Center R, Lukeis R, Dietzsch E, Gillespie M, Garson O M
Department of Cytogenetics, St. Vincent's Hospital, Fitzroy, Australia.
Genes Chromosomes Cancer. 1993 May;7(1):47-53. doi: 10.1002/gcc.2870070108.

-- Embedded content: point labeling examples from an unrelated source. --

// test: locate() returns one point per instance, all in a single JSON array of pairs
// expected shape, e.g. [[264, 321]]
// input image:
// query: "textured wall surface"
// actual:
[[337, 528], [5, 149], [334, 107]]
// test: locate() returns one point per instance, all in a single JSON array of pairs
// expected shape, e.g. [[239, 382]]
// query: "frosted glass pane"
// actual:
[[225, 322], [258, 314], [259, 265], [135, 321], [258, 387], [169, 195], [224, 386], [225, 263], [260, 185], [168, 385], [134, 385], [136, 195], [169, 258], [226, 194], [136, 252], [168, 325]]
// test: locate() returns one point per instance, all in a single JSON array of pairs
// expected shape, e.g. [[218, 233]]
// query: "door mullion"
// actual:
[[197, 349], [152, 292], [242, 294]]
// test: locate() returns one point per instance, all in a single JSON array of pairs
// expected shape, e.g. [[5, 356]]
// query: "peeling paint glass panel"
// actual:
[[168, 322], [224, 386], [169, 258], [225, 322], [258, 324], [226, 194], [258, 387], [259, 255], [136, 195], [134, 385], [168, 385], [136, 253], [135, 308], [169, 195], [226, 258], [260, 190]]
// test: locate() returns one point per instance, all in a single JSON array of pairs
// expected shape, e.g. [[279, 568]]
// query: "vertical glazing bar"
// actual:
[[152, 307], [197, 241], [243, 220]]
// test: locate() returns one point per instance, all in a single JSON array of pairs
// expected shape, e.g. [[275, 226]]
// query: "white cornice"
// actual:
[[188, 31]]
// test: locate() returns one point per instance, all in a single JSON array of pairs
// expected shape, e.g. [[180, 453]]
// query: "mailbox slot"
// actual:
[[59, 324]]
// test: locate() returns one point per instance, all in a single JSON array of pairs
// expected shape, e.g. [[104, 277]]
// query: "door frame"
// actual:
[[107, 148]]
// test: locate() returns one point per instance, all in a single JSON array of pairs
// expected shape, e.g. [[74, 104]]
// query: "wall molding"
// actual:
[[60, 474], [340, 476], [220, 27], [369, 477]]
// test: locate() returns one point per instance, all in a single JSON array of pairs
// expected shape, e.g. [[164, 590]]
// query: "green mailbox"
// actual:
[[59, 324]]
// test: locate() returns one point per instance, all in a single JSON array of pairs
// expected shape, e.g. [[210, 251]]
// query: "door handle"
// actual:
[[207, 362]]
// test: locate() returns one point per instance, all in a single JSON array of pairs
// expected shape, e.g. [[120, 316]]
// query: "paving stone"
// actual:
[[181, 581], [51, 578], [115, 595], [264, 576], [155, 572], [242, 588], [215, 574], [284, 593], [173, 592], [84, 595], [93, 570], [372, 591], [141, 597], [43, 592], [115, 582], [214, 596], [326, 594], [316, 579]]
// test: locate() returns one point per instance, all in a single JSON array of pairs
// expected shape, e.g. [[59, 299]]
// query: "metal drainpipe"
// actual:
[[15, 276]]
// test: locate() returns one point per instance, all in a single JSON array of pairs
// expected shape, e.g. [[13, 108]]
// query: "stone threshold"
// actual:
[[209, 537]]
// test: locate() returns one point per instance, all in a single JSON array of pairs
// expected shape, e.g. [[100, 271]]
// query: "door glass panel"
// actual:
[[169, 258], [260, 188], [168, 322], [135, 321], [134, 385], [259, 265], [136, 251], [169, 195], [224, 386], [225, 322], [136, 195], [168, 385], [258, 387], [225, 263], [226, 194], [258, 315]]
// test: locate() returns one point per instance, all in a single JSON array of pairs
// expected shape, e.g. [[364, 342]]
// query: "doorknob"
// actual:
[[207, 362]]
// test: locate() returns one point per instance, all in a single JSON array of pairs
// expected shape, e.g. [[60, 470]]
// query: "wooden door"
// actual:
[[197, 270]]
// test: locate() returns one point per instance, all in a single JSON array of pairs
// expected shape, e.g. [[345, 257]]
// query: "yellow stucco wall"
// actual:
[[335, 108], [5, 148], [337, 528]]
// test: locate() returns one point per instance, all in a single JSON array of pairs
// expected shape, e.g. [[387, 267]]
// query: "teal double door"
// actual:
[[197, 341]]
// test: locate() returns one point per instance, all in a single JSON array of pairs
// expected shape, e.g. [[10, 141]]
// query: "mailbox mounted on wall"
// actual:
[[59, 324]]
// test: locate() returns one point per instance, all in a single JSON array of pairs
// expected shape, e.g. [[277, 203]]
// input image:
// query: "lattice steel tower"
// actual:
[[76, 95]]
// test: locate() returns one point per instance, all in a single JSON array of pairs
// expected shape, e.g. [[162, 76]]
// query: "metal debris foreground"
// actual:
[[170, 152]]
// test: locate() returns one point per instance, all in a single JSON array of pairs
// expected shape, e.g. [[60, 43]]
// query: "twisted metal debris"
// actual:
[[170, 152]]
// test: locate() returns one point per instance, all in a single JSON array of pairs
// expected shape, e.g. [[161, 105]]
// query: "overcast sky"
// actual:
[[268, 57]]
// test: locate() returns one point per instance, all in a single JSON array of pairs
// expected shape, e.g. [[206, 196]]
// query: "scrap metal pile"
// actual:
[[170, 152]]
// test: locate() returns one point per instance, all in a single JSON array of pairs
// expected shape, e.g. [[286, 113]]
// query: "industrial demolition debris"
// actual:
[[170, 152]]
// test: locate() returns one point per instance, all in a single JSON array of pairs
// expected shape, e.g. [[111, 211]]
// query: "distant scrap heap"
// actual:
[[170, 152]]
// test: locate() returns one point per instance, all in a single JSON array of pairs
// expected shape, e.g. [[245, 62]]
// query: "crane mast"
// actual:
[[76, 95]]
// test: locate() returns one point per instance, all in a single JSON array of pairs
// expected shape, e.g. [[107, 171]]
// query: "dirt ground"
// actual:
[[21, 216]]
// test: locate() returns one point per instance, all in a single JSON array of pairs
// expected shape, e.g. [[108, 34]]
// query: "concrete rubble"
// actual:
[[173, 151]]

Previously we have reported non-random cytogenetic abnormalities involving the short arm of chromosome 9 (9P) in the majority of primary non-small cell lung cancer (NSCLC) patient samples, which indicated loss of DNA sequences. In another lung tumor, pleural malignant mesothelioma (MM), cytogenetic changes also include apparent deletions of 9p. To define the location and extent of deletions of 9p in NSCLC and MM, Southern blot analyses on six NSCLC and five MM cell lines using molecular probes to 9p loci (IFNA, IFNB1, D9S3, and D9S19) were performed, and DNA dosage was determined by densitometry. Our data demonstrated reduced dosage of 9p sequences in three of six NSCLC and four of five MM lines. A homozygous deletion of D9S3 was found in one NSCLC and one MM cell line. The region of common loss overlapped the D9S3 locus and was flanked by the IFNB1 and D9S19 loci. IFNB as previously been localized to 9p22, and the D9S3 and D9S19 loci have been mapped in this study by in situ hybridization to 9p21 and 9p13, respectively. We hypothesize the existence of one or more tumor suppressor genes on 9p with a role in the development or progression of NSCLC and MM.
此前我们报道过,在大多数原发性非小细胞肺癌(NSCLC)患者样本中存在涉及9号染色体短臂(9p)的非随机细胞遗传学异常,这表明存在DNA序列缺失。在另一种肺肿瘤——胸膜恶性间皮瘤(MM)中,细胞遗传学改变也包括9p的明显缺失。为了确定NSCLC和MM中9p缺失的位置和范围,我们使用针对9p位点(IFNA、IFNB1、D9S3和D9S19)的分子探针,对6个NSCLC细胞系和5个MM细胞系进行了Southern印迹分析,并通过密度测定法确定DNA剂量。我们的数据表明,6个NSCLC细胞系中有3个以及5个MM细胞系中有4个的9p序列剂量减少。在1个NSCLC细胞系和1个MM细胞系中发现了D9S3的纯合缺失。共同缺失区域与D9S3位点重叠,两侧分别为IFNB1和D9S19位点。IFNB先前已定位到9p22,在本研究中,D9S3和D9S19位点分别通过原位杂交定位到9p21和9p13。我们推测9p上存在一个或多个肿瘤抑制基因,它们在NSCLC和MM的发生或发展中起作用。